Search code examples
c#.netxmlxmlreaderxmlwriter

(C#) How to modify attribute's value in the existing XML file without loading or rewriting the whole file?


I'm making some huge XML files (several GB) with the help of XmlWriter and Linq2Xml. This files are of type:

<Table recCount="" recLength="">
<Rec recId="1">..</Rec>
<Rec recId="2">..</Rec>
..
<Rec recId="n">..</Rec>
</Table>

I don't know values for Table's recCount and recLength attributes until I write all the inner Rec nodes, so I have to write values to these attributes at the very end.

Right now I'm writing all the inner Rec nodes to a temp file, calculate Table's attributes' values and write everything the way I've shown above to a resulting file. (copying everything from the temp file with all the Rec nodes)

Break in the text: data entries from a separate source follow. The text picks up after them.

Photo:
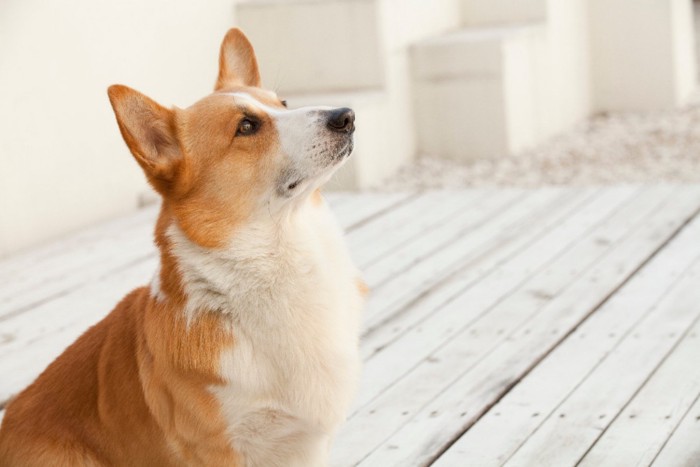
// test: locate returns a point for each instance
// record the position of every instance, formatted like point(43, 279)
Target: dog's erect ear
point(148, 130)
point(237, 62)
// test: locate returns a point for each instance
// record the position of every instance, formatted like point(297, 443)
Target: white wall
point(642, 53)
point(63, 164)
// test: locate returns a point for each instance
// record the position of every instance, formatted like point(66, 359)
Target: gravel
point(611, 148)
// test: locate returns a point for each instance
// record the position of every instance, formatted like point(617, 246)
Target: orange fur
point(136, 389)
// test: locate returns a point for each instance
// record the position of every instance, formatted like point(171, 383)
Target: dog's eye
point(247, 127)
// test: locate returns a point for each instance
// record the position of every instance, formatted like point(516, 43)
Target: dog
point(243, 351)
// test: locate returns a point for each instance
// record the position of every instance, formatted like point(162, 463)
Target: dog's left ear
point(237, 62)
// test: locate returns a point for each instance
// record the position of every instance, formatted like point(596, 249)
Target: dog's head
point(236, 152)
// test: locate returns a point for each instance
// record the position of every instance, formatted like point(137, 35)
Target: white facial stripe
point(272, 111)
point(304, 140)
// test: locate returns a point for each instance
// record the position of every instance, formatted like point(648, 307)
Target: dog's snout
point(341, 120)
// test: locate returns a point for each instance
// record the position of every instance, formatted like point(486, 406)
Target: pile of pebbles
point(630, 147)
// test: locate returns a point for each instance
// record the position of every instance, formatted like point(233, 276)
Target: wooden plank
point(636, 436)
point(473, 217)
point(465, 348)
point(419, 416)
point(26, 261)
point(83, 252)
point(444, 322)
point(391, 297)
point(365, 206)
point(496, 436)
point(70, 263)
point(682, 448)
point(31, 340)
point(495, 273)
point(383, 235)
point(40, 333)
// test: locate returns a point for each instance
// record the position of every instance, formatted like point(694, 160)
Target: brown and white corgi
point(244, 349)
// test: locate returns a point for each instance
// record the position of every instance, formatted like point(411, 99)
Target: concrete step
point(337, 45)
point(476, 91)
point(495, 12)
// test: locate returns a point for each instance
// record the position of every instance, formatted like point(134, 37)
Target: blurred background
point(447, 92)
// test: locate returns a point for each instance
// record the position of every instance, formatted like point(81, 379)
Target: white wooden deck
point(553, 327)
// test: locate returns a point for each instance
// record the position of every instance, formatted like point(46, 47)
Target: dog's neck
point(217, 279)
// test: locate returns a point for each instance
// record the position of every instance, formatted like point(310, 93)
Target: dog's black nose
point(342, 120)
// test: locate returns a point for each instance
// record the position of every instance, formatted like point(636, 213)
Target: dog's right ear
point(237, 63)
point(148, 129)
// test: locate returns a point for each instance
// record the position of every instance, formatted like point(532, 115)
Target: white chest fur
point(290, 291)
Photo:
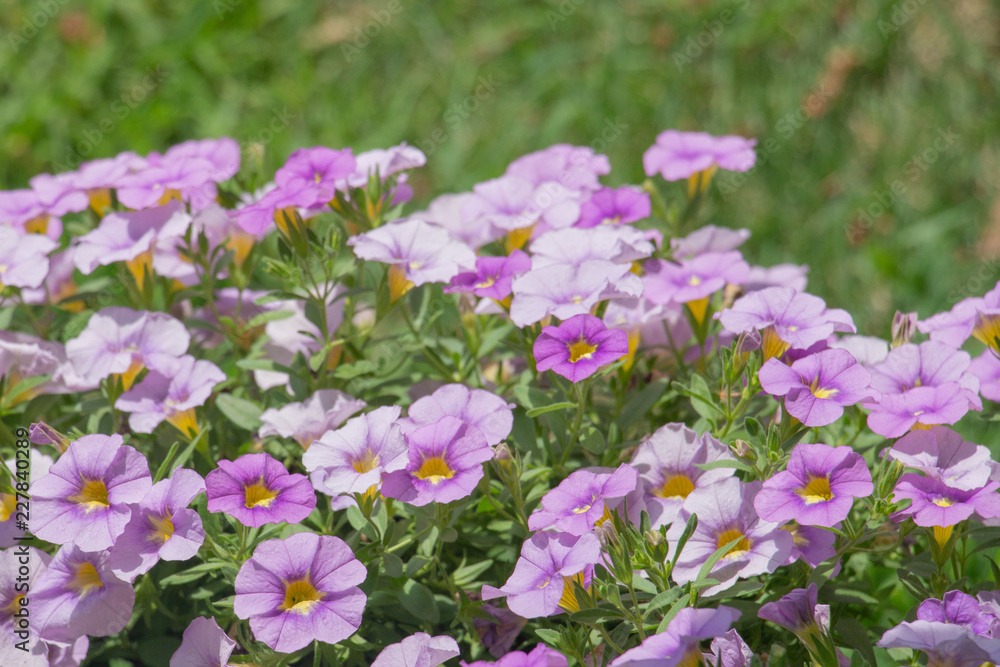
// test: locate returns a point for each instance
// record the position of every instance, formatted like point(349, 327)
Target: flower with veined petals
point(542, 583)
point(353, 458)
point(817, 488)
point(579, 504)
point(445, 463)
point(256, 489)
point(301, 589)
point(161, 527)
point(418, 650)
point(88, 495)
point(204, 644)
point(680, 644)
point(578, 347)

I'm wondering if there is a way to modify these attributes' values without writing stuff to another file (like I do it right now) or loading the whole document into memory (which is obviously not possible due to size of these files)?


Solution

  • Heavily commented code. The basic idea is that in the first pass we write:

    <?xml version="1.0" encoding="utf-8"?>
    <Table recCount="$1" recLength="$2">
    <!--Reserved space:++++++++++++++++-->
    <Rec...
    

    Then we go back to the beginning of the file and we rewrite the first three lines:

    <?xml version="1.0" encoding="utf-8"?>
    <Table recCount="1000" recLength="150">
    <!--Reserved space:#############-->
    

    The important "trick" here is that you can't "insert" into a file, you can only overwrite it. So we "reserve" some space for the digits (the Reserved space:#############. comment. There are many many ways we could have done it... For example, in the first pass we could have:

    <Table recCount="              " recLength="          ">
    

    and then (xml-legal but ugly):

    <Table recCount="1000          " recLength="150       ">
    

    Or we could have appended the space after the > of Table:

    <Table recCount="" recLength="">                   
    

    (there are 20 spaces after the >)

    Then:

    <Table recCount="1000" recLength="150">            
    

    (now there are are 13 spaces after the >)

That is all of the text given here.